By Sam McIntosh
In the recent case of R (Humberstone) v Legal Services Commission (the Lord Chancellor intervening) (  All ER (D) 255 (Dec),  EWCA Civ 1479), the Court of Appeal held that the Legal Services Commission (LSC) was wrong to deny a mother public funding for legal representation at the inquest into the death of her son, Dante Kamara, who had died of an asthma attack aged 10 years.
The case is important because legal representation for next of kin at inquests into deaths for which the state may bear some responsibility can be a vital safeguard against them becoming incestuous dialogues amongst members of the establishment, where the next of kin’s (and the public’s) concerns are given short shrift. For this and other reasons, the effective participation of the next of kin in an inquest has important implications for open justice and democratic accountability.

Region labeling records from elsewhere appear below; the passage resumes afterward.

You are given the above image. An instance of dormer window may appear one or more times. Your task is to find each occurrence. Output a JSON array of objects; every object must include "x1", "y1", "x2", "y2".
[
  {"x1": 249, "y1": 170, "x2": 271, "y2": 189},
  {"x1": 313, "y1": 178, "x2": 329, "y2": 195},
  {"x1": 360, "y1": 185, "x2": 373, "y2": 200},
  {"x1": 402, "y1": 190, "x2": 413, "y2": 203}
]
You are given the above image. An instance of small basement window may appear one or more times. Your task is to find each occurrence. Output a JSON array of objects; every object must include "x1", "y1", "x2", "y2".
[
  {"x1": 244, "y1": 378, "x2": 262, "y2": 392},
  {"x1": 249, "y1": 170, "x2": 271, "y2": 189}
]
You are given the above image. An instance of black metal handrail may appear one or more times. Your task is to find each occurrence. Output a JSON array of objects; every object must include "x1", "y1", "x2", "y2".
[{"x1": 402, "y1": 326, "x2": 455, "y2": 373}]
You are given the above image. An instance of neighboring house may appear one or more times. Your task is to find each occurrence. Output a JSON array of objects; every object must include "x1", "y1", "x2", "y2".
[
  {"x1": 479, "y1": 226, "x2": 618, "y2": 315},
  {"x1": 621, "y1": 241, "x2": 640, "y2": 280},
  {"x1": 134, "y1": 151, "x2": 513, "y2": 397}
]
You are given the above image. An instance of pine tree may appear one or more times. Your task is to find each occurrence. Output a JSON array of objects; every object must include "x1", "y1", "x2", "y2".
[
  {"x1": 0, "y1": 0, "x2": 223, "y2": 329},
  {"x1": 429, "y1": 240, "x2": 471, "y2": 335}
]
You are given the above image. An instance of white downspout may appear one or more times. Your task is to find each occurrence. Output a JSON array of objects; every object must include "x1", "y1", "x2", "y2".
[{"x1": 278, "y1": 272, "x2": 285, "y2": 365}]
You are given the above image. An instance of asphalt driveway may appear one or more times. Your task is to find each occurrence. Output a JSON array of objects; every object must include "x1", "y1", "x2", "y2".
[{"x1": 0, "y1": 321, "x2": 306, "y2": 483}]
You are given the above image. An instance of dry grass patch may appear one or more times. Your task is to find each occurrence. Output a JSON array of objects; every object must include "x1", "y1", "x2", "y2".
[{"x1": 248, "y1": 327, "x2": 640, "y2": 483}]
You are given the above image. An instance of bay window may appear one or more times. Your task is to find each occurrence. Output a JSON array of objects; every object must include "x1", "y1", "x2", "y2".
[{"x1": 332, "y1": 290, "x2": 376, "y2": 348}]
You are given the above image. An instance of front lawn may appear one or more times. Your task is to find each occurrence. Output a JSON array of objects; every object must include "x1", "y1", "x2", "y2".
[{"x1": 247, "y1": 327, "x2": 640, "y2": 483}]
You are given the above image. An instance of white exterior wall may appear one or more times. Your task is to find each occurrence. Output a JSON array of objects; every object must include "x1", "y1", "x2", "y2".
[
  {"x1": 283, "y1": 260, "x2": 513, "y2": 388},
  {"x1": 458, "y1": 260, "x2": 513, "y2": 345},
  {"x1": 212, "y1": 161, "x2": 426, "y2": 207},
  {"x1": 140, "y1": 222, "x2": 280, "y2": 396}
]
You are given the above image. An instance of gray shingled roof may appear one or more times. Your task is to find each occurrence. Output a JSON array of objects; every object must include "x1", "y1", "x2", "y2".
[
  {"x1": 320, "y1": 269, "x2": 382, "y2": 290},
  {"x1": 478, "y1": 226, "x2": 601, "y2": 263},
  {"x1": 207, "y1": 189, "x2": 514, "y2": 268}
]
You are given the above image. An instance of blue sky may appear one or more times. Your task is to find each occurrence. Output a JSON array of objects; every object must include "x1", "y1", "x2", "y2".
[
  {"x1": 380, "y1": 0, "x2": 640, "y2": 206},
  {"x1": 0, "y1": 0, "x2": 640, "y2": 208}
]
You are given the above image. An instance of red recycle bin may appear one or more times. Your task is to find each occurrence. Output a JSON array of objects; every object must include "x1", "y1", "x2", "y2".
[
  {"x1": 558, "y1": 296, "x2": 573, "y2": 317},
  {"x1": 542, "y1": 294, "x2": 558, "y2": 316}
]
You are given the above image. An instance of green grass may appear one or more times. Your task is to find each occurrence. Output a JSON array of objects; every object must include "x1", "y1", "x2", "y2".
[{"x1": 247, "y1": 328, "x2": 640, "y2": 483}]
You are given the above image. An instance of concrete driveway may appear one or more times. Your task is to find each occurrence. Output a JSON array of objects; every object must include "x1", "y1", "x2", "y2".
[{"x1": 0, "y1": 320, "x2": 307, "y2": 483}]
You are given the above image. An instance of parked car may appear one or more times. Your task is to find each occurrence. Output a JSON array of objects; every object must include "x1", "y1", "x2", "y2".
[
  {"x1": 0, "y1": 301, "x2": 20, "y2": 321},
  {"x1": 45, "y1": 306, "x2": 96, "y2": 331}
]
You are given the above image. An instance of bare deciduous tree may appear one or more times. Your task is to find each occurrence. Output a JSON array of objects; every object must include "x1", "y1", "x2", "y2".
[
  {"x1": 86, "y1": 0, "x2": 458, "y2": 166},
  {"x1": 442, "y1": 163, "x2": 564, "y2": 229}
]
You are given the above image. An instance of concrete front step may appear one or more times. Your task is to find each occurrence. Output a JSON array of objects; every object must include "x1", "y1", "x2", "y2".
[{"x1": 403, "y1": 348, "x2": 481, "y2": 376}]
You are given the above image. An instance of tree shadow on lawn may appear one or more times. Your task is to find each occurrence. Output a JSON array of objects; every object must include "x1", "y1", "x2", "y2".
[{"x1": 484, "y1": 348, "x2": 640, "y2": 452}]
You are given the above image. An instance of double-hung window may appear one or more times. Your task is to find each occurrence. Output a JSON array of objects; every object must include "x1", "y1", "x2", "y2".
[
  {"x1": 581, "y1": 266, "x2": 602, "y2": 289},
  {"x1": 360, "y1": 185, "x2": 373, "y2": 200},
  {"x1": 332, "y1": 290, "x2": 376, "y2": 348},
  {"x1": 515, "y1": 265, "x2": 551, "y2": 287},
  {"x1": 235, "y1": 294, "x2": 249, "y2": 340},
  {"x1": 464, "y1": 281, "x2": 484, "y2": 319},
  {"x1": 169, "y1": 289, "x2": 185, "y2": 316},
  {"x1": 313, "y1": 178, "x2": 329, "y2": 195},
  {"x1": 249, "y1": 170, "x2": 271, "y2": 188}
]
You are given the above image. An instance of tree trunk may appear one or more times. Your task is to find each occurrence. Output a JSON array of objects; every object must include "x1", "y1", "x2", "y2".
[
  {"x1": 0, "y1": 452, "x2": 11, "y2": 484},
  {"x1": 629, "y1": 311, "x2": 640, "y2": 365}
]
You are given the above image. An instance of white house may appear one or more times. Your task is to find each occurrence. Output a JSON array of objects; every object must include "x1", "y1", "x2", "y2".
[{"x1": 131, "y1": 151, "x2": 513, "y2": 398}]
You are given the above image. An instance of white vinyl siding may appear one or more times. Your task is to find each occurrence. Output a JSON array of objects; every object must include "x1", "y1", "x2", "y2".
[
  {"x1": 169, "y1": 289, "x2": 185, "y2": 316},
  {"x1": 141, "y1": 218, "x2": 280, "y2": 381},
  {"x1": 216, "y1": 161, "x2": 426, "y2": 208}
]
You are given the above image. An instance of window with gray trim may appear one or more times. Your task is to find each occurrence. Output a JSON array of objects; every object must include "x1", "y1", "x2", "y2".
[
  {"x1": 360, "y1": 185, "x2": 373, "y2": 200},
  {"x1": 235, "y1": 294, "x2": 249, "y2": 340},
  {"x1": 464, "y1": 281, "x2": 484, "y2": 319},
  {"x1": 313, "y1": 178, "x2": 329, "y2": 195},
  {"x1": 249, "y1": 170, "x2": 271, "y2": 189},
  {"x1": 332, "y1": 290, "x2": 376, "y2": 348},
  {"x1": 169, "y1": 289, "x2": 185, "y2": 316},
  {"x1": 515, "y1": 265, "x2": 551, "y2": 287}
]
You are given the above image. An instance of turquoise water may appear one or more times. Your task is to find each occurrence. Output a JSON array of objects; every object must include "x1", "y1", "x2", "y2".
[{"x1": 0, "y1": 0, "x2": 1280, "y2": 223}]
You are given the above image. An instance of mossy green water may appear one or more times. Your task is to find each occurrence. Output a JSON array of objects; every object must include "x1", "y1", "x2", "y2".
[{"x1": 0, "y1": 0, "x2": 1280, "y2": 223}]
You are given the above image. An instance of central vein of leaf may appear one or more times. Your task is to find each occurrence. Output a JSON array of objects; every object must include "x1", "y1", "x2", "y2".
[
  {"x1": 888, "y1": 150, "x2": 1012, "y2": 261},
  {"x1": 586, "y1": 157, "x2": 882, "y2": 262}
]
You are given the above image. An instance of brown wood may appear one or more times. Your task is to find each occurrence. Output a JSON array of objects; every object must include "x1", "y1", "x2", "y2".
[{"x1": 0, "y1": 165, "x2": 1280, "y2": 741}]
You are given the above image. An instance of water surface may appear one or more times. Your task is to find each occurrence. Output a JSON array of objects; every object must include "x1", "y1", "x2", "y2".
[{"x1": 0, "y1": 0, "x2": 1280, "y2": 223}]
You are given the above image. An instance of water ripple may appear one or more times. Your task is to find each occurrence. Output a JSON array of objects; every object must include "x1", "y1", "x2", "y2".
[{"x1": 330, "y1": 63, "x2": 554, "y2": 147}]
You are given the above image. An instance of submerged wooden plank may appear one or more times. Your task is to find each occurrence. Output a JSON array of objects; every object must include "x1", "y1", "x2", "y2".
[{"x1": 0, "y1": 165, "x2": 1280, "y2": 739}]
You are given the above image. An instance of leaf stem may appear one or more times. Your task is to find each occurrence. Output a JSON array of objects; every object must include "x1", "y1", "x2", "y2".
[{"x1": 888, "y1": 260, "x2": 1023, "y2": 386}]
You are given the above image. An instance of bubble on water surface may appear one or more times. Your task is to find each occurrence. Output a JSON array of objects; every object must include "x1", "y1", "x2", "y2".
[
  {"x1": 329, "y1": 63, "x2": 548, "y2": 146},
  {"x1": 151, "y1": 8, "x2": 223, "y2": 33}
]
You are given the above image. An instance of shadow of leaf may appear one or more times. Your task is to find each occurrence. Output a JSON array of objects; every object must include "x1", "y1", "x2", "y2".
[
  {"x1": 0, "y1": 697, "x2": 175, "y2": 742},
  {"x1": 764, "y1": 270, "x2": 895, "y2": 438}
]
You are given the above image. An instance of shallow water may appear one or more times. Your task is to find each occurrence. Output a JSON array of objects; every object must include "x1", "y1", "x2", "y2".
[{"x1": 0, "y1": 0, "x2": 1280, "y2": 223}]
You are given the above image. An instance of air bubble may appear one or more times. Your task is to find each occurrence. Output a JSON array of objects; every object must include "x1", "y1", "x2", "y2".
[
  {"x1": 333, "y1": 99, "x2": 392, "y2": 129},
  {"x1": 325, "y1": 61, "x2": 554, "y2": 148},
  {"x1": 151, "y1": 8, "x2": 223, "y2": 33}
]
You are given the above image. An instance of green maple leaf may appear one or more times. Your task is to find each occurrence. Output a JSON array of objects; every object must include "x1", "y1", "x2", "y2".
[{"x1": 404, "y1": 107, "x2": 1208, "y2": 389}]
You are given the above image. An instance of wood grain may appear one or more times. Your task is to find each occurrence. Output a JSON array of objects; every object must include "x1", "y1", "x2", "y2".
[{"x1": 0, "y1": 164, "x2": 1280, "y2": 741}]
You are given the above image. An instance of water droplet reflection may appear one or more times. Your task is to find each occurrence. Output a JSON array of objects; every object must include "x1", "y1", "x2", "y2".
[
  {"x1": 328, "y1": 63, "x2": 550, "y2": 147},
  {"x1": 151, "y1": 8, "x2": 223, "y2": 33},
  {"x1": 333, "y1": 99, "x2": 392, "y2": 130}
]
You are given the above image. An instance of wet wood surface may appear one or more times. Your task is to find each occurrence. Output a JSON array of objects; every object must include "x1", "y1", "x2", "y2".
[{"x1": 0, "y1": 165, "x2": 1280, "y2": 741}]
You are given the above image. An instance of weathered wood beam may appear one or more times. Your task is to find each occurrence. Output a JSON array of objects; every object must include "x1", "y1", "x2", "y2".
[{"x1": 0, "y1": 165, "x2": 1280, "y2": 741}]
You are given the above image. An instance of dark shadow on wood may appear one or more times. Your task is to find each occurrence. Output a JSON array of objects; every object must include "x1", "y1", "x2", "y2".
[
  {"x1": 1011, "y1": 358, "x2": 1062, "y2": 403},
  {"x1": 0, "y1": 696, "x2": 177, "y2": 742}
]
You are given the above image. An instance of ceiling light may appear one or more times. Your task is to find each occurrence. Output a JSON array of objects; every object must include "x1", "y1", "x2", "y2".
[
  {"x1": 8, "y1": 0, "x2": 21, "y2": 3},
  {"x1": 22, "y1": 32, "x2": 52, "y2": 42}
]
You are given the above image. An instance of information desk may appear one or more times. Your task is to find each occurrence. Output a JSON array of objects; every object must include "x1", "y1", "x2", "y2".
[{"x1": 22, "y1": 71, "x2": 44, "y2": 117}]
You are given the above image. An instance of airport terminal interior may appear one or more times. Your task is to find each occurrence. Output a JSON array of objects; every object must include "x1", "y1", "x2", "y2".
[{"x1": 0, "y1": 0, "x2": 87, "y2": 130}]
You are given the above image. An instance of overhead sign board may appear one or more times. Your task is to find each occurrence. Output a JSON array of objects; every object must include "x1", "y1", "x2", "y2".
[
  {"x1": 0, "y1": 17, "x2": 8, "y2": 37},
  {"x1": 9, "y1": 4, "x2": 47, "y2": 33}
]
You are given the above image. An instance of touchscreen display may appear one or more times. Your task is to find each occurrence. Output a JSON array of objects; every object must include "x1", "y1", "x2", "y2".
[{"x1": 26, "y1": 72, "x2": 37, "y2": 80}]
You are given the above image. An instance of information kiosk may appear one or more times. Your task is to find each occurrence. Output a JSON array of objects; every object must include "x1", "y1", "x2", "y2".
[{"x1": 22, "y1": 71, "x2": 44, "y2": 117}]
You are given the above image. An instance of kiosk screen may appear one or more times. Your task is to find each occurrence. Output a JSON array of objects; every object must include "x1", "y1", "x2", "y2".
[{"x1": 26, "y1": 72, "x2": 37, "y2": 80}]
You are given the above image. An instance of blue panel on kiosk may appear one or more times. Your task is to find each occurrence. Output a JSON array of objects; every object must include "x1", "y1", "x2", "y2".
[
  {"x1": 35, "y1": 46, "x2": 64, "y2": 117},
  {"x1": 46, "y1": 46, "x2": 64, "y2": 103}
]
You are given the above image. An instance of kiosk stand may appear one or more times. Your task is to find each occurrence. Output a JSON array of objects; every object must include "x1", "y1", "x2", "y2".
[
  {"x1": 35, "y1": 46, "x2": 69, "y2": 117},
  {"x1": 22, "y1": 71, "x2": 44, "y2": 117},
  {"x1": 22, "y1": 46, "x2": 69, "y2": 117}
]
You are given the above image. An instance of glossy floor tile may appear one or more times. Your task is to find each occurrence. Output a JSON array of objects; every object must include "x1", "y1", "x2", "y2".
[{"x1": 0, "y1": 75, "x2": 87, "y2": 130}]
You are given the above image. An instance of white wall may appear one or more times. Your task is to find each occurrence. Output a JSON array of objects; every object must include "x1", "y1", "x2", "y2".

The judgment clears up a recurring ambiguity in previous case law concerning deaths which engage article 2 (the right to life) of the European Convention on Human Rights (ECHR). The judgment also criticises the presumption made by previous case law, and official guidance, that the next of kin’s right to publicly funded legal representation at article 2 compliant inquests will only arise in exceptional circumstances. Finally, the case demonstrates a rather concerning attitude on the part of the LSC when exercising its discretion: an attitude which may become increasingly entrenched in the current atmosphere of cuts to public funding.